Es gibt so wunderweiße Nächte,
drin alle Dinge Silber sind.
Da schimmert mancher Stern so lind,
als ob er fromme Hirten brächte
zu einem neuen Jesuskind.

Weit wie mit dichtem Diamantstaube
bestreut, erscheinen Flur und Flut,
und in die Herzen, traumgemut,
steigt ein kapellenloser Glaube,
der leise seine Wunder tut.

Rainer Maria Rilke4stats Webseiten Statistik + Counterfree hit counters

Der schönste Weihnachtsbaum

Eine meiner schönsten Weihnachtserinnerungen ist die an den schönsten Weihnachtsbaum, den ich je gesehen habe.
Wir wohnten damals sehr abgelegen in einem alten Bauernhaus mitten auf einer Wiese, an drei Seiten von Wald umgeben. Im Winter gab es immer viel Schnee und durch den schmalen Feldweg kam kein Schneepflug zu uns. Wir liefen in den Traktorspuren zur Schule.
Am Weihnachtstag mussten wir nachmittags ins Bett damit wir abends länger aufbleiben konnten. Das war immer sehr langweilig. Ich mochte es nicht. Aber ich wusste, das Christkind würde nur kommen, wenn niemand da war, denn es war sehr scheu und es musste ganz still sein im Haus, damit es zum Fenster reinkommen konnte.
An einem jener Weihnachtstage war ich tatsächlich am heiterhellen Nachmittag eingeschlafen. Als ich erwachte, schliefen meine Geschwister noch. Ich schlich über die knarrenden Dielen zum Fenster. Es schneite in grossen Flocken. Der Winter war diesmal früh gekommen. Alles war schon dick weiss eingepackt.
Plötzlich sah ich am Waldrand einen Weihnachtsbaum. Eine Tanne mit lauter brennenden Christbaumkerzen darauf. Spuren führten durch den Schnee zu unserem Haus.
War es das Christkind gewesen? Aber das fliegt doch! Und warum hatte es dann zwei Bäume für uns geschmückt, einen draussen und einen drinnen? Die Fragen waren mehr ein Gefühl, denn Worte.
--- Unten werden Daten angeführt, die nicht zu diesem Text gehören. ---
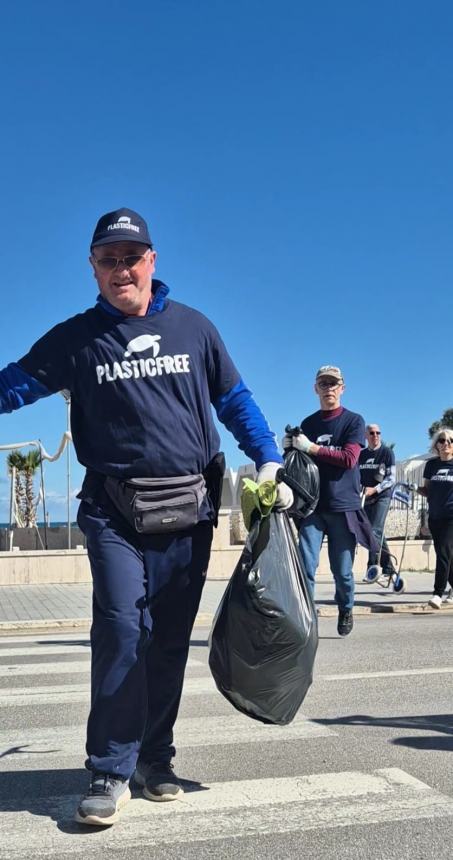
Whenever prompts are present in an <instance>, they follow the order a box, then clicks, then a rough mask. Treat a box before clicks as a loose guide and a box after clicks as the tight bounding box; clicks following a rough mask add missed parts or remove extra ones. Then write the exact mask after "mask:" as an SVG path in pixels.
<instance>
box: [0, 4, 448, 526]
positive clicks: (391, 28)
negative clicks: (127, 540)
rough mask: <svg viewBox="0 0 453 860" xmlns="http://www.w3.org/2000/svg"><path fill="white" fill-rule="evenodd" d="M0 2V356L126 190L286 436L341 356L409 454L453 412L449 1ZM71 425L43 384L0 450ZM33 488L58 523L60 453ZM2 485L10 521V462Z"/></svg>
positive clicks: (351, 404) (165, 276)
mask: <svg viewBox="0 0 453 860" xmlns="http://www.w3.org/2000/svg"><path fill="white" fill-rule="evenodd" d="M2 18H3V21H2V23H3V30H4V33H5V38H4V44H3V48H2V57H1V60H0V63H1V65H2V66H3V68H2V81H3V93H2V120H3V123H2V125H3V132H2V135H1V137H0V165H1V167H0V170H1V188H2V208H3V213H2V219H1V221H2V229H3V243H2V250H3V254H2V266H3V275H4V277H3V290H2V293H3V302H2V314H1V316H0V335H1V336H0V344H1V357H0V364H1V366H4V365H5V364H7V363H8V362H9V361H13V360H16V359H18V358H20V356H22V355H23V354H24V353H25V352H26V351H27V350H28V348H29V346H30V345H31V344H32V343H33V342H34V340H36V339H37V338H38V337H39V336H40V335H41V334H42V333H43V332H44V331H46V330H47V329H48V328H50V327H51V326H52V325H54V324H55V323H57V322H59V321H60V320H62V319H65V318H66V317H68V316H71V315H73V314H74V313H77V312H78V311H80V310H82V309H85V308H86V307H88V306H90V304H92V302H93V301H94V299H95V295H96V285H95V282H94V280H93V278H92V275H91V273H90V270H89V268H88V263H87V254H88V246H89V242H90V237H91V234H92V230H93V227H94V224H95V222H96V221H97V219H98V217H99V216H100V215H101V214H102V213H104V212H106V211H109V210H110V209H113V208H116V207H119V206H128V207H130V208H133V209H136V210H138V211H139V212H140V213H142V214H143V215H144V216H145V217H146V218H147V220H148V223H149V225H150V230H151V234H152V236H153V239H154V242H155V245H156V247H157V250H158V253H159V257H158V268H157V275H158V276H159V277H161V278H162V279H163V280H165V281H166V282H167V283H168V284H169V285H170V287H171V295H172V296H173V297H174V298H175V299H177V300H179V301H182V302H185V303H188V304H191V305H193V306H195V307H197V308H198V309H200V310H201V311H203V312H204V313H205V314H207V316H209V317H210V318H211V319H212V320H213V321H214V322H215V323H216V325H217V326H218V327H219V329H220V331H221V333H222V336H223V338H224V340H225V342H226V344H227V345H228V347H229V350H230V352H231V354H232V355H233V357H234V360H235V362H236V364H237V366H238V367H239V369H240V371H241V373H242V376H243V377H244V379H245V380H246V382H247V383H248V385H249V386H250V387H251V388H252V390H253V391H254V394H255V396H256V399H257V401H258V402H259V404H260V405H261V406H262V408H263V410H264V411H265V413H266V415H267V416H268V418H269V421H270V423H271V425H272V427H273V428H274V429H275V431H276V432H277V433H278V435H279V437H280V436H281V434H282V430H283V427H284V425H285V424H286V423H287V422H290V423H292V424H294V423H296V422H298V421H300V420H301V418H303V417H304V416H305V415H306V414H308V413H310V412H312V411H314V410H315V409H316V408H317V400H316V398H315V395H314V393H313V389H312V383H313V377H314V373H315V371H316V368H317V367H318V366H319V365H320V364H327V363H332V364H338V365H340V366H341V367H342V369H343V372H344V375H345V379H346V384H347V389H346V392H345V395H344V399H343V402H344V405H346V406H348V407H349V408H351V409H353V410H355V411H359V412H361V413H362V414H363V415H364V417H365V419H366V420H370V421H378V422H380V423H381V425H382V429H383V432H384V436H385V438H386V439H387V440H391V441H393V442H395V443H396V454H397V457H398V458H399V459H401V458H404V457H407V456H409V455H410V454H412V453H416V452H420V451H423V450H426V447H427V427H428V426H429V424H430V423H431V422H432V421H433V420H434V419H437V418H438V417H440V415H441V414H442V412H443V411H444V409H445V408H447V407H450V406H452V405H453V402H452V401H453V397H452V394H451V372H450V356H451V346H450V342H451V337H450V331H451V300H450V299H449V298H448V296H449V295H450V293H451V282H452V271H453V251H452V234H453V230H452V227H453V223H452V222H453V176H452V152H453V118H452V107H451V105H452V99H451V93H452V91H453V57H452V51H451V44H452V39H453V6H452V4H451V3H449V2H436V0H434V2H432V3H430V4H427V3H426V2H418V0H411V2H405V0H400V2H398V3H395V2H387V0H381V2H380V3H378V4H377V3H374V2H371V0H370V2H368V0H354V2H349V0H343V2H341V3H339V2H337V0H325V1H324V2H320V3H312V2H305V0H283V2H281V3H278V4H277V3H273V2H269V1H268V0H240V2H238V0H228V2H227V0H152V2H150V0H147V2H144V0H136V2H135V3H134V4H125V3H124V0H123V2H118V0H109V2H108V3H107V2H96V0H94V2H90V3H86V2H84V0H81V2H78V3H77V4H73V5H71V6H66V4H62V3H60V2H59V3H56V2H45V0H44V1H43V2H41V3H39V4H36V3H33V2H30V0H28V2H27V0H26V2H25V3H22V4H20V5H18V6H17V7H16V6H13V5H12V4H10V6H9V8H6V9H5V10H4V11H3V13H2ZM5 276H6V277H5ZM65 423H66V411H65V404H64V402H63V400H62V398H60V397H53V398H49V399H48V400H45V401H41V402H40V403H38V404H36V405H34V406H32V407H29V408H27V409H23V410H20V411H19V412H17V413H15V414H13V415H5V416H2V419H1V431H0V444H6V443H8V442H13V441H19V440H22V439H32V438H36V437H39V438H41V439H42V441H43V443H44V445H45V447H46V449H47V450H48V451H50V452H52V451H53V450H55V449H56V448H57V446H58V443H59V441H60V438H61V435H62V433H63V432H64V429H65ZM222 441H223V446H224V449H225V451H226V453H227V457H228V462H229V464H230V465H231V466H233V467H236V466H237V465H239V464H240V463H241V462H244V461H245V460H244V457H243V456H242V454H241V452H239V451H238V450H237V447H236V443H235V441H234V440H233V439H232V437H229V436H228V434H227V433H226V432H225V433H223V434H222ZM175 444H178V440H177V439H175ZM82 474H83V473H82V469H81V468H80V467H79V466H77V465H76V464H75V462H74V461H73V487H74V489H76V488H78V487H79V486H80V483H81V479H82ZM46 481H47V486H48V493H49V509H50V513H51V516H52V518H53V519H64V516H65V492H66V489H65V460H64V458H63V459H62V460H61V461H59V463H56V464H52V465H49V466H47V468H46ZM0 497H1V501H0V519H4V518H5V515H6V510H7V502H6V499H7V497H8V479H7V476H6V466H5V465H4V458H0ZM75 508H76V505H75V503H74V510H75Z"/></svg>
Mich erfasste ein ehrfürchtiges Staunen und zum ersten Mal in meinem Leben hatte ich Tränen in den Augen vor Freude und weil ich zutiefst bewegt war. Ich wusste: Dies war Weihnachten. Das richtige Weihnachten. Mehr als der Baum drinnen, mehr als die Geschenke, mehr als die wochenlange Vorfreude, die mein Vater meisterhaft zu zelebrieren verstand, mehr als Plätzchen und Lieder und Musik, mehr als das Fest, das mich heute Abend erwartete.

Ich weiss nicht genau, was damals in mir passiert ist und an jene Weihnachtsfeier kann ich mich nicht mehr erinnern. Als ich nachher erfuhr, dass mein Vater durch den Schnee gestapft war, das Tännchen selbst mit Kerzen bestückt und Brot und Möhren hingelegt hatte damit die Tiere im Wald auch Weihnachten hätten, schmälerte das mein Erlebnis nicht. Dies war das richtige Weihnachten gewesen. Das Himmlische.
Über die Jahre hab ich es zuweilen vergessen, aber bis heute kann ich das von keinem anderen Weihnachtsfest sagen.